Summary of Raffles v. Wichelhaus
Ct of Exchq 159 Eng Rep 375 
Avoidance of the K: Misunderstanding
Relevant Facts: The Pl and Df entered into a K for the sale of certain number of bales of cotton arriving by ship from India. The ship was called “Peerless," however two ships of that name sailed from Bombay. After the first arrived, and the Df did not appear, but the Pl did Pl filed for breach of K. Df however was waiting on a ship due to arrive two months later.
Legal Issue(s): Whether a mistake as to which ship the cotton is due to arrive upon is a valid defense for failure to perform?
Court’s Holding: No
Procedure: Tr ct Df filed a motion of demurrer; granted, per curiam judgment for the Df.
Law or Rule(s): There is no right to contradict by parol evidence a written K good upon the face of it.
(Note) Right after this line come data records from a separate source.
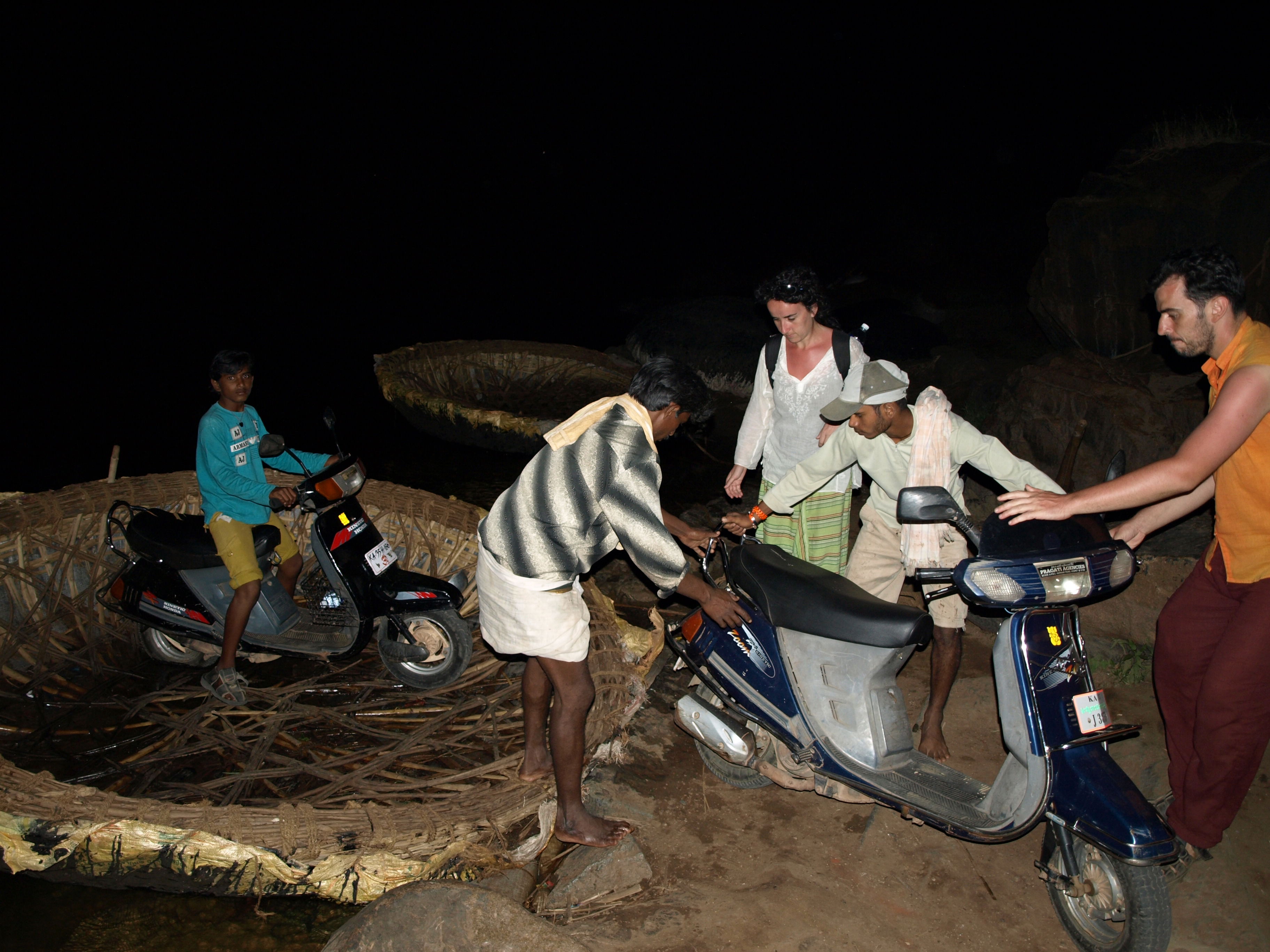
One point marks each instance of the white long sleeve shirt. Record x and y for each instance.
(783, 419)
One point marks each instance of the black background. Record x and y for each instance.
(319, 190)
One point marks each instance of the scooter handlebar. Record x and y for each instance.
(933, 577)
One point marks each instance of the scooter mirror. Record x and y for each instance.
(926, 505)
(272, 445)
(1117, 469)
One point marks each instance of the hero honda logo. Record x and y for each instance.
(754, 650)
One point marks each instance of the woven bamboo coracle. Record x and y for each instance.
(496, 394)
(333, 780)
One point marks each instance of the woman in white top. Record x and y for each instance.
(783, 423)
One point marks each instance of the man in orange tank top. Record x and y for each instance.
(1213, 638)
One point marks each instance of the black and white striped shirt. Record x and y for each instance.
(571, 507)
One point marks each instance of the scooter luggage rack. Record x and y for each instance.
(324, 605)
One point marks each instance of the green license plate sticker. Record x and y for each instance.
(1091, 711)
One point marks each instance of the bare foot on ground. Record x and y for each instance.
(592, 831)
(933, 743)
(536, 767)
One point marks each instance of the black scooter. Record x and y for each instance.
(177, 588)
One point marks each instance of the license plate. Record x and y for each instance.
(1091, 711)
(380, 558)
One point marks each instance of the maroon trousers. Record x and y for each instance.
(1213, 686)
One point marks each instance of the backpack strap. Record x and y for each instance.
(771, 353)
(841, 353)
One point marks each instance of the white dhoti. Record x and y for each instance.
(530, 616)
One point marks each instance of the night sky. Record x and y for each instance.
(319, 191)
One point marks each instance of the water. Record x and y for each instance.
(55, 917)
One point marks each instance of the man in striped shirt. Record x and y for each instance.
(592, 489)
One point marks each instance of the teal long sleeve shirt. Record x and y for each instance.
(230, 470)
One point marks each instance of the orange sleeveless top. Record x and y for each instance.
(1242, 499)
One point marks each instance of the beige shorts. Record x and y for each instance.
(521, 621)
(876, 565)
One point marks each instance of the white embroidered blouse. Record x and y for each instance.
(783, 419)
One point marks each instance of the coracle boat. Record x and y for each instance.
(331, 781)
(497, 394)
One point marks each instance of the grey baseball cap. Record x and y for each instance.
(873, 382)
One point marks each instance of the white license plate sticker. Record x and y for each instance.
(380, 558)
(1091, 711)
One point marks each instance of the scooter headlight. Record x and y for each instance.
(1067, 580)
(997, 586)
(1122, 568)
(351, 480)
(346, 483)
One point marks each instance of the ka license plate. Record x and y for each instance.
(1091, 711)
(380, 558)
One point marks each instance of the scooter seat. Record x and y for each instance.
(799, 596)
(182, 542)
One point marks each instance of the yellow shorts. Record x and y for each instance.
(237, 550)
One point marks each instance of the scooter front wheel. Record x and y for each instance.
(732, 775)
(1122, 908)
(441, 639)
(170, 650)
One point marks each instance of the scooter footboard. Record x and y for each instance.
(1098, 801)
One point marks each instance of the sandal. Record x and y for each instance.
(1187, 857)
(227, 686)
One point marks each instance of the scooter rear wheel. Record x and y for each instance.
(1128, 911)
(170, 650)
(429, 676)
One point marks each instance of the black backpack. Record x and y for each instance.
(841, 353)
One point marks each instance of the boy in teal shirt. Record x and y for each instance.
(235, 499)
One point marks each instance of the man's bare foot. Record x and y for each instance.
(592, 831)
(538, 766)
(933, 743)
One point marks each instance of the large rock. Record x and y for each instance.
(447, 917)
(1132, 615)
(1147, 413)
(594, 874)
(1089, 286)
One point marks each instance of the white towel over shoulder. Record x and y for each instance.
(930, 465)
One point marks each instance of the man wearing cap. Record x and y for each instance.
(873, 403)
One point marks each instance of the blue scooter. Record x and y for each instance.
(806, 697)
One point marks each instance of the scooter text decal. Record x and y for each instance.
(347, 533)
(754, 652)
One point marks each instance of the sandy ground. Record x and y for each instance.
(780, 870)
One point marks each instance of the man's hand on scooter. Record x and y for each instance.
(722, 607)
(285, 497)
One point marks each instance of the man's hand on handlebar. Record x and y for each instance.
(722, 606)
(285, 497)
(718, 603)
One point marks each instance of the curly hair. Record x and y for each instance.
(798, 286)
(1208, 273)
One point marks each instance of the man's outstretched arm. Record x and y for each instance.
(1160, 515)
(1244, 403)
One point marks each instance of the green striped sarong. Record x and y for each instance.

Court Rationale: The moment it appears that two ships called Peerless were about to sail from Bombay there is latent ambiguity, and parol evidence may be given for the purpose of showing that the Df meant one Peerless and the Pl another. That being so there was no consensus between the parties and therefor no binding K.
Plaintiff’s Argument: The Dfs refused to accept the cotton or pay the Pl for the bales when they arrived.
Defendant’s Argument: A material term of the K was ambiguous and therefor the Dfs’ failure is excused.
DISSENT: The K was for the sale of a number of bales of cotton, which the Pl was ready to deliver. It is immaterial by which ship the cotton was to arrive upon. If the K was for the sale of a ship named the Peerless and two existed, then the question of what was meant or the intention of the parties would be relevant. The Pl did not have any goods on board the other ship. Intention is of no avail UNLESS stated at the time of the K. The time of sailing is not part of the K.